The statement of priorities set out the regulator’s agenda for its current fiscal year (which ends March 31, 2018) and includes a commitment to introduce a best interest standard for financial advisors alongside regulators in New Brunswick as well as support the series of “targeted reforms” that other regulators are promising.
On the issue of embedded commissions, the regulator notes that the “current embedded fee model is not well understood by investors” and that it gives rise to conflicts that could harm investors. Yet, it stops short of promising to ban these structures.
“The OSC remains committed to achieving an evidence-based resolution to the use of embedded compensation structures,” the statement of priorities says. “Following further dialogue with stakeholders the OSC will develop and present policy options and recommendations to the commission and [Canadian Securities Administrators] chairs later this year.”
The OSC also reports that it has received “strong support” for the idea of strengthening the powers of the Ombudsman for Banking Services and Investments (OBSI). The latest independent review of OBSI recommends that it be given the power to impose binding decisions. In its priorities, the OSC says that, in the year ahead, it will analyze those recommendations, along with other input, in determining a response.

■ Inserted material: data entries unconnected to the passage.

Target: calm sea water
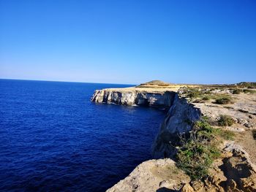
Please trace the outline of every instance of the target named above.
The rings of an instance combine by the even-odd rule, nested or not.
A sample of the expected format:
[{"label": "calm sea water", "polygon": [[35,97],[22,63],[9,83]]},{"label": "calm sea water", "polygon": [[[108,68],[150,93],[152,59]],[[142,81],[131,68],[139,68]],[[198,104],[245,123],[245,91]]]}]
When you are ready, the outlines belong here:
[{"label": "calm sea water", "polygon": [[0,80],[0,191],[105,191],[149,159],[164,112],[90,101],[126,86]]}]

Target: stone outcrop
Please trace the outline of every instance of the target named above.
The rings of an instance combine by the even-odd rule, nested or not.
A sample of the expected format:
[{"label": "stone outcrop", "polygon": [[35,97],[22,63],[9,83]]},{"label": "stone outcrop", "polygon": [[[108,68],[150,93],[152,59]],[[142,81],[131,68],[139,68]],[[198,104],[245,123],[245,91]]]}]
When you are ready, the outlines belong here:
[{"label": "stone outcrop", "polygon": [[173,157],[176,153],[176,148],[172,142],[179,139],[180,134],[189,131],[192,123],[200,116],[200,109],[176,94],[154,143],[153,156],[156,158]]},{"label": "stone outcrop", "polygon": [[205,180],[192,182],[170,158],[150,160],[138,166],[108,192],[243,192],[256,191],[256,169],[238,145],[227,142]]},{"label": "stone outcrop", "polygon": [[103,89],[95,91],[91,101],[169,109],[175,94],[175,92],[167,90]]},{"label": "stone outcrop", "polygon": [[[168,170],[167,172],[166,170]],[[108,189],[108,192],[177,191],[190,181],[182,171],[176,168],[170,158],[149,160],[138,165],[124,180]]]}]

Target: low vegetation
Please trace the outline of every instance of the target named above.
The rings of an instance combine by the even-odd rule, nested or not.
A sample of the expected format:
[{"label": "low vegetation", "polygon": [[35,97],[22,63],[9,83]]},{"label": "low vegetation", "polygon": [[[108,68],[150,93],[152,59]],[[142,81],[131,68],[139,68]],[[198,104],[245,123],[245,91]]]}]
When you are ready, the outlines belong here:
[{"label": "low vegetation", "polygon": [[243,92],[244,93],[256,93],[255,90],[251,90],[251,89],[243,89]]},{"label": "low vegetation", "polygon": [[233,90],[232,93],[233,93],[233,94],[240,94],[241,92],[241,89],[236,88],[236,89]]},{"label": "low vegetation", "polygon": [[219,126],[231,126],[234,123],[234,120],[229,115],[221,115],[218,120]]},{"label": "low vegetation", "polygon": [[252,130],[252,137],[256,140],[256,130]]},{"label": "low vegetation", "polygon": [[230,139],[233,137],[229,131],[213,128],[206,117],[193,125],[189,135],[182,135],[176,158],[177,166],[184,170],[192,180],[207,176],[214,159],[219,158],[221,151],[218,143],[222,139]]},{"label": "low vegetation", "polygon": [[230,97],[225,96],[216,99],[215,103],[219,104],[232,104],[233,101]]}]

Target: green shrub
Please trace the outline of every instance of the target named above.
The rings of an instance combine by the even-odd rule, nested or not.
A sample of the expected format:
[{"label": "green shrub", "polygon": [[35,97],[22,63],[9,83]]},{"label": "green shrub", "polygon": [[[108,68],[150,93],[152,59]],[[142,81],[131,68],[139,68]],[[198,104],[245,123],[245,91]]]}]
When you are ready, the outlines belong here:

In addition, the provincial government has decided to give the OSC oversight of syndicated mortgages since the OSC published its draft priorities in March, so this has been added as a new priority for the regulator.
Its other new priorities for the coming year also include improving the collection of monetary sanctions; accommodating the growth of fintech; and reducing the regulatory burden.
For the current fiscal year, the OSC is budgeting for a deficit of $1.9 million as expense growth is expected to outstrip revenue. Indeed, it’s forecasting that revenue will decline by 3.5% from last year and that expenses will grow by 8.5%. The projected deficit would reduce the OSC’s surplus to $38.7 million by March 2018.
“Fee rates will be reviewed in fiscal 2018 and the existing surplus will be taken into account in determining new rates,” the OSC notes.